I don't know how huddler handles the interface between the posting box and the users computer, but something is seriously wrong.

There is a delay and almost no buffering cababilty to the interface.  Makes it so you have to type very slow or it misses characters.  There seems to be some correlation between certain ascII codes and the missing characters.  Space... Enter.... F..... H.... R ..... O... the period.......to name a few.

I mention this because I am not sure it has to do with the posting interface and not my computer.  Buffering or some type of house keeping overhead is screwing up the input functions.


----------



## pineywoods (Dec 26, 2010)

Bob I don't type very fast but I'm not having that issue so don't really know what to say.


----------



## mballi3011 (Dec 26, 2010)

Although I'm typing much faster now then I did when I started out here I haven't seen much of this problem either.


----------



## tom37 (Dec 26, 2010)

My typing is not having any problems.

But

My back button seems to be reacting very slow sometimes I will hit it again and ( I dont wait well sometimes ) then I get backed out way farther then I wanted.
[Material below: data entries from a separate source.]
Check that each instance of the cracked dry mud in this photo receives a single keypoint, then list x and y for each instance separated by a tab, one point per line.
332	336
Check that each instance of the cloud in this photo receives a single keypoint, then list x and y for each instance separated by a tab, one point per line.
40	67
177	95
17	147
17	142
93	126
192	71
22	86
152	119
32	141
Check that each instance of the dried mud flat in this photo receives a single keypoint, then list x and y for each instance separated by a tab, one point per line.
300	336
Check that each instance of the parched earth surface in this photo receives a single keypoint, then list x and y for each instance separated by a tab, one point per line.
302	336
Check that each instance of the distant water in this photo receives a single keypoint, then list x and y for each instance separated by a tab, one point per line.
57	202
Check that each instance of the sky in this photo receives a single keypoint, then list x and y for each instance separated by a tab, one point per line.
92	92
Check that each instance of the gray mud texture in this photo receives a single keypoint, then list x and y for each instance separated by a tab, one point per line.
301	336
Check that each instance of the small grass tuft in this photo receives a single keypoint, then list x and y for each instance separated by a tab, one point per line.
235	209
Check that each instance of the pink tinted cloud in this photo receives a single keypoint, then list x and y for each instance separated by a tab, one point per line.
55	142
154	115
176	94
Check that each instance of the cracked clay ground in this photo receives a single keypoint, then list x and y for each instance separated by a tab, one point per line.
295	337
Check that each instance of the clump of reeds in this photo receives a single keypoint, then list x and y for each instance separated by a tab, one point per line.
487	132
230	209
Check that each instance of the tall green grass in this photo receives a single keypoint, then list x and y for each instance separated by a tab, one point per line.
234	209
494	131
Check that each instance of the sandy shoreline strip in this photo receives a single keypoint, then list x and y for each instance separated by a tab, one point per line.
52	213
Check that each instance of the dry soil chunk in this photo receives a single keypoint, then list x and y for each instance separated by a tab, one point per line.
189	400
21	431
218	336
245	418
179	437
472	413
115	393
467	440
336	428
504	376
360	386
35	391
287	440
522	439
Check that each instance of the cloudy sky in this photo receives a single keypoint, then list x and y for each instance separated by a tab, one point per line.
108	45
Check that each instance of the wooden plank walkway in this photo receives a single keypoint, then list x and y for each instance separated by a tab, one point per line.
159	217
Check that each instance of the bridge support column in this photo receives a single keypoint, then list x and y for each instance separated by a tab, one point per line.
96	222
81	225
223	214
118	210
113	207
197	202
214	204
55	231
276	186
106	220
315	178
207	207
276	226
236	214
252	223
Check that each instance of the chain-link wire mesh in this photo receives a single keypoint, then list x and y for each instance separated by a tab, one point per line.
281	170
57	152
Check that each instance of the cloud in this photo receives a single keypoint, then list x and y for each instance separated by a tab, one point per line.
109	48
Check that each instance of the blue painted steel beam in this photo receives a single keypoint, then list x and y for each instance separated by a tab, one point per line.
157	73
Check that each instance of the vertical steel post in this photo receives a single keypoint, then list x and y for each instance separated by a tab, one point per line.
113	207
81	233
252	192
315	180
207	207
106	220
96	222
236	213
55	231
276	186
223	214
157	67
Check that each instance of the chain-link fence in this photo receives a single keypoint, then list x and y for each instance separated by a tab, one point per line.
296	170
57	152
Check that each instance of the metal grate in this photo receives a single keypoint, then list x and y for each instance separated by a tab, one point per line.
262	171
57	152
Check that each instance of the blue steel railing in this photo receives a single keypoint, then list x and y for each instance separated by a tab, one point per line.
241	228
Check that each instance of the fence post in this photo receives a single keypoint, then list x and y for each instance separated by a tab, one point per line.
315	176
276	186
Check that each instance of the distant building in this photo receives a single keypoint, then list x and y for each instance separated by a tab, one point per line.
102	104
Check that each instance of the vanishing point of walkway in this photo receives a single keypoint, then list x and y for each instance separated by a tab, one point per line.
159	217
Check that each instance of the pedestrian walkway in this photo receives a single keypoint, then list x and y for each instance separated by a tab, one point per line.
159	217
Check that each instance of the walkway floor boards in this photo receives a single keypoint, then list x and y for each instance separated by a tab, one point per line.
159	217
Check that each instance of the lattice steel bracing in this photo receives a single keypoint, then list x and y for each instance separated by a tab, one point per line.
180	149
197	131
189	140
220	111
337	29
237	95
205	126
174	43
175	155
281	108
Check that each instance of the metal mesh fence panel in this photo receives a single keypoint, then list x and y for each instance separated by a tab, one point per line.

Sometimes I have to open the drop down on the back button and select the link I want.

I have zero problems on other boards so that makes me think my browser is not causing the slowness. I know very little about the tech stuff but it seems as if the site sometimes buffers slow.

The good news is my pics are loading better now days.


----------



## rdknb (Dec 26, 2010)

Hmmm seems to be working ok for me


----------



## Bearcarver (Dec 26, 2010)

Works good for me, but my "single typing finger" is not exactly a speed demon. 
	

	
	
		
		



		
		
	


	





Bear


----------



## TulsaJeff (Dec 26, 2010)

We were supposed to get an upgrade last week to fix a few bugs and I don't think the upgrade happened.. I expect this to happen over the next few days and the problem should be corrected. I have noticed that if you will click on the "Source" button to put the reply box into code entry mode then click it again to take it back to the way it was previously, the problem you mentioned seems to go away. Give it a try and it might work for you guys until they get it fixed.


----------



## eman (Dec 27, 2010)

i am also having a problem w/ the back button . have to click it twice to get it to work and sometimes you go back one page sometimes two?


----------



## tom37 (Dec 27, 2010)

Just thought I would post a pic of it in action or LOL lack of action.  Since we all say no pic no proof or it didn't happen.

Jeff I do realize you said they are working on an update, just thought I would post it so you all know I am not imagining things.


----------